尚 氏
三つ巴(不詳/伝説に源為朝後裔)
 十三世紀の琉球は、文応元年(1260)に即位した英祖によって統治された。英祖日子は太陽を意味する。四代王城王の失政により、山南王・大里按司承察度、山北王・今帰仁按司ハニジ、中山王・王城王の三国に分裂した。この中山の支配はまもなく浦添按司察度王にとってかわられた。伊平屋島出身の佐敷按司尚巴志は中山王の武寧を滅ぼし、父思紹を中山王とした。
 さらに、山北王のハンアチ、山南王のタウマイを破って、十五世紀のはじめ琉球の統一を成し遂げた。巴志は父より王位を受け、首里を首都として首里城の基礎をつくった。このことは領内の馬天、与那石等の良港による海外貿易に負うところが大きかった。

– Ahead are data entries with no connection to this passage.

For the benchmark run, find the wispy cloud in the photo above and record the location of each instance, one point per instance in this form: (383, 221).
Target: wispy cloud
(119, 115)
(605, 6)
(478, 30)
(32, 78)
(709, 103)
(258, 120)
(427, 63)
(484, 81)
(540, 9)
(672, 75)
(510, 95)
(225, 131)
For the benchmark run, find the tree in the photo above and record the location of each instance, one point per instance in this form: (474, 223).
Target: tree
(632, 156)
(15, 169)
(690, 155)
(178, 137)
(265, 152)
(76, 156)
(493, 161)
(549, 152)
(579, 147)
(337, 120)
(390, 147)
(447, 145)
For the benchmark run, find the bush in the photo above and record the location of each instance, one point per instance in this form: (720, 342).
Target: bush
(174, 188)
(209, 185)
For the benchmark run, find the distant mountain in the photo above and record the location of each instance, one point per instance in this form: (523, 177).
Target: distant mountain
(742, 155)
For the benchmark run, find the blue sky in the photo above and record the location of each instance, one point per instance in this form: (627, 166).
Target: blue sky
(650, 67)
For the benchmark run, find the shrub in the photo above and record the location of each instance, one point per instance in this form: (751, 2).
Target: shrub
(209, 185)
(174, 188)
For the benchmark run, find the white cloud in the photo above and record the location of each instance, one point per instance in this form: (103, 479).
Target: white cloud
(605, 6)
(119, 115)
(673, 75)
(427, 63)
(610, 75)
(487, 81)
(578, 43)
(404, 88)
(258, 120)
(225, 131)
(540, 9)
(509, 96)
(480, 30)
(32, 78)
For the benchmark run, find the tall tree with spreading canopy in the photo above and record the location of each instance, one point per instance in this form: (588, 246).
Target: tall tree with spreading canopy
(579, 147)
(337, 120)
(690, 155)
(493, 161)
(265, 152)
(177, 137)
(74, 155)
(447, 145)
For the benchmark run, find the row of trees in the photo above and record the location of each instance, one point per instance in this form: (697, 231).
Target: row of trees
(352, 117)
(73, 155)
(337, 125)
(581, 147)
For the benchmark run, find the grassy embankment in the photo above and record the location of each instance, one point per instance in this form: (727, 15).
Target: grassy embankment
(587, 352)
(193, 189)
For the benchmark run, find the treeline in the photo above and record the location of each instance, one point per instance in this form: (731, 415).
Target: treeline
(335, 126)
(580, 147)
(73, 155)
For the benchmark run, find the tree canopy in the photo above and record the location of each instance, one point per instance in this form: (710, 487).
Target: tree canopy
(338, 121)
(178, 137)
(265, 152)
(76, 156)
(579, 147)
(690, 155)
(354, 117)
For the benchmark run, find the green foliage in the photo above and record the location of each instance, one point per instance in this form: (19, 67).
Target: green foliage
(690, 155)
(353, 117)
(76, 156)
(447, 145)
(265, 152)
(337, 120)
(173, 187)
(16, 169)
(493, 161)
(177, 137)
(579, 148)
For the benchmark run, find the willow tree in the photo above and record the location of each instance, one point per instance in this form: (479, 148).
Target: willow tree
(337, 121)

 七代尚徳が没したとき、伊平屋島の農民出身で、六代尚泰久に仕えて財務・貿易を担当した金丸が政権を掌握し、尚円と称して即位した。以後を第二期尚王朝という。尚円の長子真は各地の按司から武器を取り上げ首里に集住させ、按司を掌握し身分制・位階制を定め国家の体制を整備した。また、中国・南方との貿易を重視し、最初の琉球黄金時代を築いた。
 尚寧は、慶長十四年(1609)島津義久に攻められ、寧と重臣は鹿児島に護送され、徳川家康・秀忠に謁し、三年後に帰国した。この間、島津氏は尚氏に沖縄本島以南のみの支配を認め、検地を行い貢租を定め、貿易統制等を管理した。以後、島津氏の監視干渉が続き、事実上薩摩の属国となった。
 明治維新により、最後の中山王尚泰の藩主としての支配は、明治政府の廃藩置県により終わりをつげ、尚氏は上京、のちに候爵となった。